VREDEHAMMER’la tanışmam, ABBATH gitaristi Per Valla’nın kendi grubu olduğunu öğrendiğim bir 2016 Mart’ında başlamıştı. VREDEHAMMER adlı bu grubu hemen dinlemiş ve beğenme ile çok beğenme arasında bir yerlerde konumlanmıştım. Death metal, black metal, thrash metal, melodik unsurlar, pek çok şey… VREDEHAMMER kuzeyin soğuğunu karakteristik bir grilikle birleştirerek gayet leziz bir müzik yapıyordu. Önceki albüm “Violator”ı ilk kez Kıbrıs’ta, Girne’nin sıcağında dinlemiştim. Tertemiz havada albümü dinleyerek yürürken, ilk şarkıdaki gibi “Light the Fucking Sky!” diye içten içe yırtınıyor, huzura eriyordum.

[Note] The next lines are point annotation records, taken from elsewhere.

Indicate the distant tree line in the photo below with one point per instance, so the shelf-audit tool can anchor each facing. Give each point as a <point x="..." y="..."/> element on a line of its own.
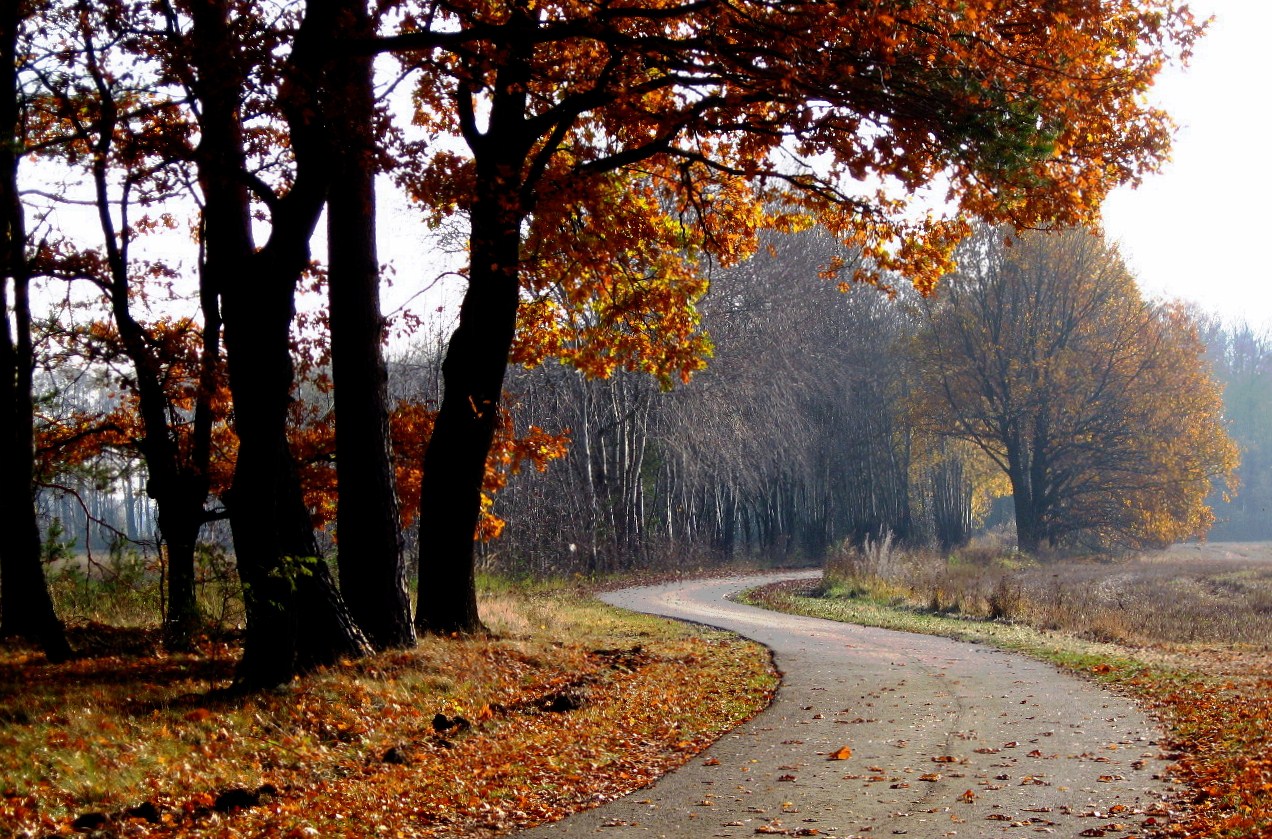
<point x="1037" y="371"/>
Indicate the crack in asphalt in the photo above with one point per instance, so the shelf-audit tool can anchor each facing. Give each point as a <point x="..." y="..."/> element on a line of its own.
<point x="948" y="739"/>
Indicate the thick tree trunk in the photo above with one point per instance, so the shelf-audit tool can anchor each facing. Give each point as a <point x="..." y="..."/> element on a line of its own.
<point x="368" y="528"/>
<point x="26" y="605"/>
<point x="179" y="538"/>
<point x="454" y="462"/>
<point x="295" y="617"/>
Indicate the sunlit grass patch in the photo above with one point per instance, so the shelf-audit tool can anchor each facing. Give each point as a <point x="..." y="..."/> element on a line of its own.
<point x="567" y="703"/>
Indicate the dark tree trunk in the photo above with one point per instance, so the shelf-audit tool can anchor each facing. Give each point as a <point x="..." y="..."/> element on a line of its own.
<point x="1029" y="535"/>
<point x="295" y="615"/>
<point x="26" y="605"/>
<point x="368" y="528"/>
<point x="454" y="463"/>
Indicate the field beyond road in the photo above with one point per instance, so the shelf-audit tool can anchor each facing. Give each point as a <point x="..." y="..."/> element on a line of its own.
<point x="1187" y="632"/>
<point x="570" y="703"/>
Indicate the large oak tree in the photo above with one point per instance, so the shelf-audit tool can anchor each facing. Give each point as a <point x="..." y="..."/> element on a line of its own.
<point x="589" y="121"/>
<point x="1098" y="406"/>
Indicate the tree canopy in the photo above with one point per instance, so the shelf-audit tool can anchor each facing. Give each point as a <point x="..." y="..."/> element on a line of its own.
<point x="602" y="156"/>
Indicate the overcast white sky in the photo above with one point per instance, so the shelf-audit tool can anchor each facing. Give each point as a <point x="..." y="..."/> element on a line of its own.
<point x="1200" y="229"/>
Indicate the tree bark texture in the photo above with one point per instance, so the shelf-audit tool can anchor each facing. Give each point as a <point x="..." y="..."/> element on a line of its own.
<point x="295" y="617"/>
<point x="26" y="605"/>
<point x="368" y="526"/>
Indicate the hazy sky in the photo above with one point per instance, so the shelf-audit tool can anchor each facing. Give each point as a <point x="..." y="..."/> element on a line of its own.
<point x="1200" y="229"/>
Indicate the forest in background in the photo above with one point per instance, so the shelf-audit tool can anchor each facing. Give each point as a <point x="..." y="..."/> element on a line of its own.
<point x="799" y="439"/>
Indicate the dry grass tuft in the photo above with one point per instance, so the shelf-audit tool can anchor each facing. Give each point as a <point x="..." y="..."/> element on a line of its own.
<point x="569" y="704"/>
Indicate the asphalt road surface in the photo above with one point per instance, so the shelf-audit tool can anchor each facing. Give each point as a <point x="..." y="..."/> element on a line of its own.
<point x="947" y="739"/>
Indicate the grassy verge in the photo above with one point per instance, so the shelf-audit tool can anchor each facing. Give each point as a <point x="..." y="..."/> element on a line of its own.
<point x="1215" y="706"/>
<point x="569" y="704"/>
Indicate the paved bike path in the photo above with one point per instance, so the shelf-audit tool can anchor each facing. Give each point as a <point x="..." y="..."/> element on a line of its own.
<point x="947" y="739"/>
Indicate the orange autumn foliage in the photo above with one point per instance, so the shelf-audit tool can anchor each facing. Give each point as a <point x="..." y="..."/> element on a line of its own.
<point x="658" y="137"/>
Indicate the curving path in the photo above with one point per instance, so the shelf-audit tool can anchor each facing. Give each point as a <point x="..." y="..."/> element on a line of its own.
<point x="948" y="739"/>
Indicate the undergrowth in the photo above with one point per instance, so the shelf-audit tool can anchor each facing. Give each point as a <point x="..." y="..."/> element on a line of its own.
<point x="569" y="703"/>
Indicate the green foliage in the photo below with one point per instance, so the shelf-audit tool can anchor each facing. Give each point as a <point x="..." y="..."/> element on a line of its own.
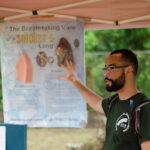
<point x="108" y="40"/>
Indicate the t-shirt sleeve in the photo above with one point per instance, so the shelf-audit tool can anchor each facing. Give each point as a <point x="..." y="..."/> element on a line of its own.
<point x="145" y="123"/>
<point x="105" y="106"/>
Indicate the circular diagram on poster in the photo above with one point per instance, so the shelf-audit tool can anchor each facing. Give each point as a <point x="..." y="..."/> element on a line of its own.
<point x="50" y="59"/>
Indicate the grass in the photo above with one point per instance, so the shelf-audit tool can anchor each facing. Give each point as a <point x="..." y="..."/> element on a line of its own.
<point x="58" y="138"/>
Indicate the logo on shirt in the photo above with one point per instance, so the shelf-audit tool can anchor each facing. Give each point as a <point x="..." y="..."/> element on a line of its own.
<point x="123" y="122"/>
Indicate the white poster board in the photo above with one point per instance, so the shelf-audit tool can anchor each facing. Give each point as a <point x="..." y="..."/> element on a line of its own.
<point x="2" y="138"/>
<point x="31" y="54"/>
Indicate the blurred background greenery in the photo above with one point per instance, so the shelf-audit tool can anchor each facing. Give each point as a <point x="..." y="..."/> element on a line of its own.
<point x="98" y="44"/>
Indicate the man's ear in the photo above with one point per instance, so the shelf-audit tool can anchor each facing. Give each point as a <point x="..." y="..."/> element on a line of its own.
<point x="129" y="69"/>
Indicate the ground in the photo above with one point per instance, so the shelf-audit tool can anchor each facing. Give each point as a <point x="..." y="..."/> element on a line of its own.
<point x="59" y="138"/>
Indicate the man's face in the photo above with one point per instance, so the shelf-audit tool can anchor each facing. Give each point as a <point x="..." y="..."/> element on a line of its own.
<point x="114" y="77"/>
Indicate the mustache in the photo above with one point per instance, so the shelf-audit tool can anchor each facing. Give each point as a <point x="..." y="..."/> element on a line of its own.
<point x="108" y="79"/>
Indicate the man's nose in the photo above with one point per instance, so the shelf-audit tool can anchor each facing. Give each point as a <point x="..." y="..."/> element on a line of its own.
<point x="106" y="73"/>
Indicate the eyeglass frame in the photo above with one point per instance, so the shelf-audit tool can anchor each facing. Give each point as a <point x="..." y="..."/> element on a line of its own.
<point x="113" y="68"/>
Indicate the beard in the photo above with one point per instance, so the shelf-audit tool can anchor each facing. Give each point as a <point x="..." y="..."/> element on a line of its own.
<point x="116" y="84"/>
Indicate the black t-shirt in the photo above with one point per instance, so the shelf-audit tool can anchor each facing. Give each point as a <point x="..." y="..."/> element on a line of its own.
<point x="120" y="130"/>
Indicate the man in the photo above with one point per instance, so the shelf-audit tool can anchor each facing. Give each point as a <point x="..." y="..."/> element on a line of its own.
<point x="120" y="75"/>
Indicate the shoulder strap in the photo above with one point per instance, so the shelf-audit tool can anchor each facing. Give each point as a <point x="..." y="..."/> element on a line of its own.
<point x="111" y="100"/>
<point x="137" y="115"/>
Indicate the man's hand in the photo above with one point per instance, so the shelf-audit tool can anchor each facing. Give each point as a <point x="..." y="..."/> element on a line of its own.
<point x="91" y="98"/>
<point x="70" y="72"/>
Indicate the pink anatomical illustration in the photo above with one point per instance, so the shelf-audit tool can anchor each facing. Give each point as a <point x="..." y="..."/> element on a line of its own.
<point x="24" y="69"/>
<point x="64" y="51"/>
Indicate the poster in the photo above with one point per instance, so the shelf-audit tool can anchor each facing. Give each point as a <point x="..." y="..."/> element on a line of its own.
<point x="31" y="54"/>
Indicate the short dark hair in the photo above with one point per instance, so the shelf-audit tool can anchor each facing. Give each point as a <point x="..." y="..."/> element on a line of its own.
<point x="128" y="56"/>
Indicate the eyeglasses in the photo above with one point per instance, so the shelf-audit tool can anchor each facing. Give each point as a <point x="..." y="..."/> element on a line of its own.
<point x="113" y="68"/>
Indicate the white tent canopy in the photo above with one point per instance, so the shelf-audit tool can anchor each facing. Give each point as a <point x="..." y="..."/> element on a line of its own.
<point x="96" y="14"/>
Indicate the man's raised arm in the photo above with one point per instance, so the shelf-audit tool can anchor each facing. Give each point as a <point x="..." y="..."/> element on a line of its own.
<point x="91" y="98"/>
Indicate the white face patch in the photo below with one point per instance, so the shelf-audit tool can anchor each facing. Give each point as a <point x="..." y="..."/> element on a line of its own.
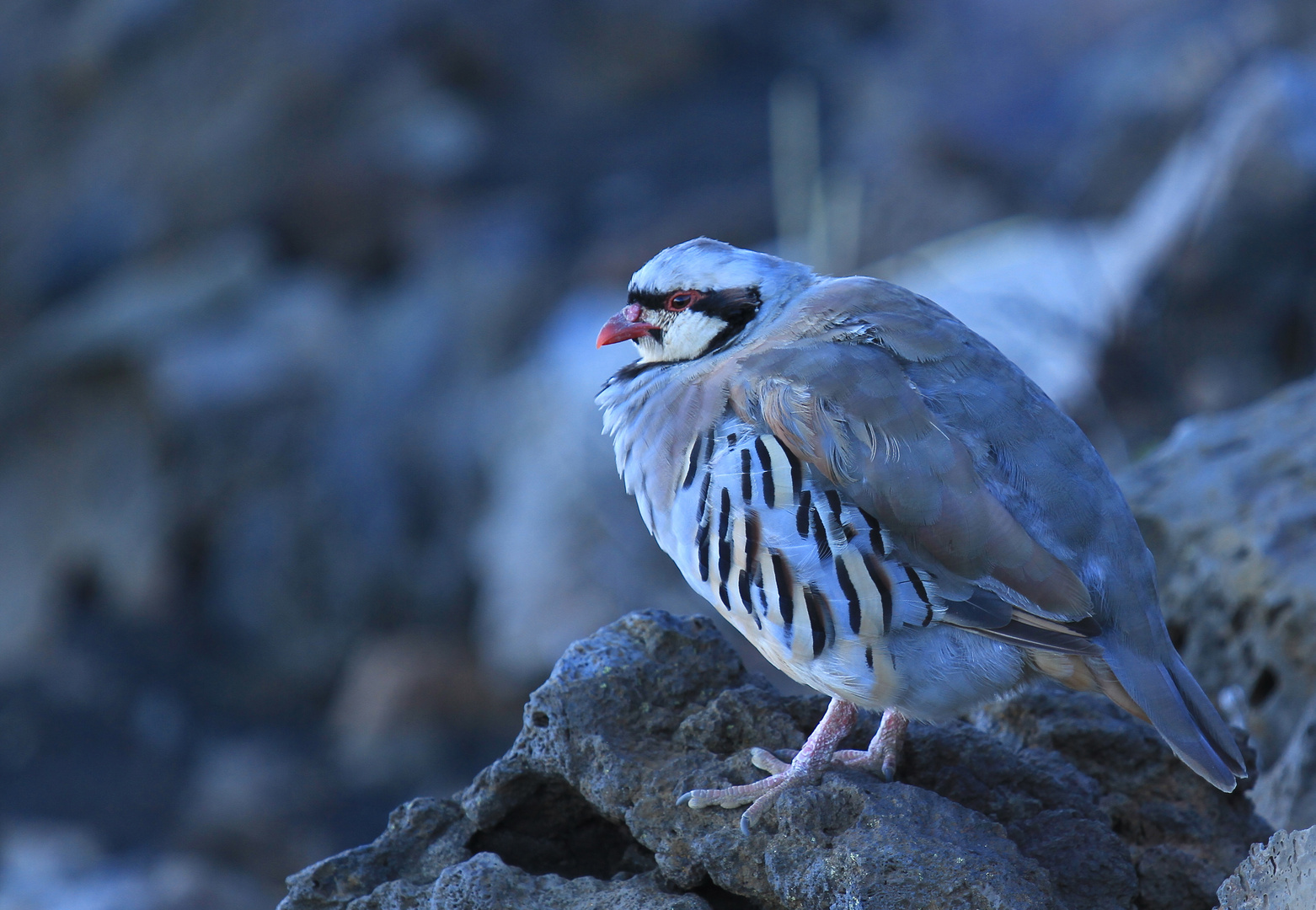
<point x="685" y="336"/>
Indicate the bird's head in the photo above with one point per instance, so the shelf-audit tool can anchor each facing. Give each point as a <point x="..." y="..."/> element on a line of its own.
<point x="697" y="298"/>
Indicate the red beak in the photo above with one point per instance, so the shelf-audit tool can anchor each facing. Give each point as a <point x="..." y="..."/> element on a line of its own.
<point x="625" y="325"/>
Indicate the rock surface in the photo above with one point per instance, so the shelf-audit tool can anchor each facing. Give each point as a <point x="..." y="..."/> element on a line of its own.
<point x="1228" y="509"/>
<point x="1280" y="875"/>
<point x="1051" y="800"/>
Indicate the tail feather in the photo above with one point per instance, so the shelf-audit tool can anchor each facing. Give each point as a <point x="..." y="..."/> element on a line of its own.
<point x="1180" y="713"/>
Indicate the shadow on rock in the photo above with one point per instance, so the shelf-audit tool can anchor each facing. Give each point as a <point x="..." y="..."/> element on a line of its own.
<point x="1051" y="800"/>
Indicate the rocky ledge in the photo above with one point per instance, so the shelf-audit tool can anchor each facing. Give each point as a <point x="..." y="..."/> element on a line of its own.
<point x="1048" y="800"/>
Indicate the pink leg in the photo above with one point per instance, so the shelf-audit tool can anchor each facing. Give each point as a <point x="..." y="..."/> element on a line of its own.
<point x="883" y="752"/>
<point x="805" y="767"/>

Tam 4 yıl geçti ve ben VREDEHAMMER’ın yeni albümünü “sokağa çıkarsam ölebilirim” düşüncesi eşliğinde yazıyorum. Daha bundan 1 ay önce Güzide’yle 2020’de gezmeyi planladığımız yerlerin listesini yapıyorduk, şimdiyse aldığımız yiyeceklerle 3-4 hafta evden hiç çıkmadan yaşayabileceğimizden bahsediyoruz…
Neyse ki en azından dinlediğimiz müzikle, izlediklerimizle, okuduklarımızla bu tarz bir distopyaya karşı sudan çıkmış balık durumunda değiliz. Felâketlere, dünyadaki yıkıma, toplu ölümlere, kıyamete istinaden yapılan müziklere, çekilen filmlere, yazılan romanlara aşinayız. Daha bundan 4 ay önce CATTLE DECAPITATION yeni albümü “Death Atlas”ı çıkarmış ve şu an yaşadıklarımızı bir bir anlatmıştı: End Transmission, The Geocide, The Great Dying, One Day Closer to the End of the World, Bring Back the Plague…
Şimdiyse karşımızda VREDEHAMMER var. Norveççe “Öfke Çekici” anlamına gelen VREDEHAMMER, kabul edilebilir yıkıcılıktaki nispeten kurallı ve düzenli müziğiyle sertliği dozunda sevenlerin kanını kaynatmak için karşımıza çıkıyor. Dozunda kısmı yanlış anlaşılmasın; grup olayın black metal tarafına kaydığında, blast beat’e yüklendiğinde ciddi anlamda yok edici bir şeye dönüşüyor. Gayet sağlam rifler, aralarda çatır çatır kazımasyonlar, Randy Blythe’vari bir vokal ve kütür kütür davullar grubun öne çıkan özellikleri arasında.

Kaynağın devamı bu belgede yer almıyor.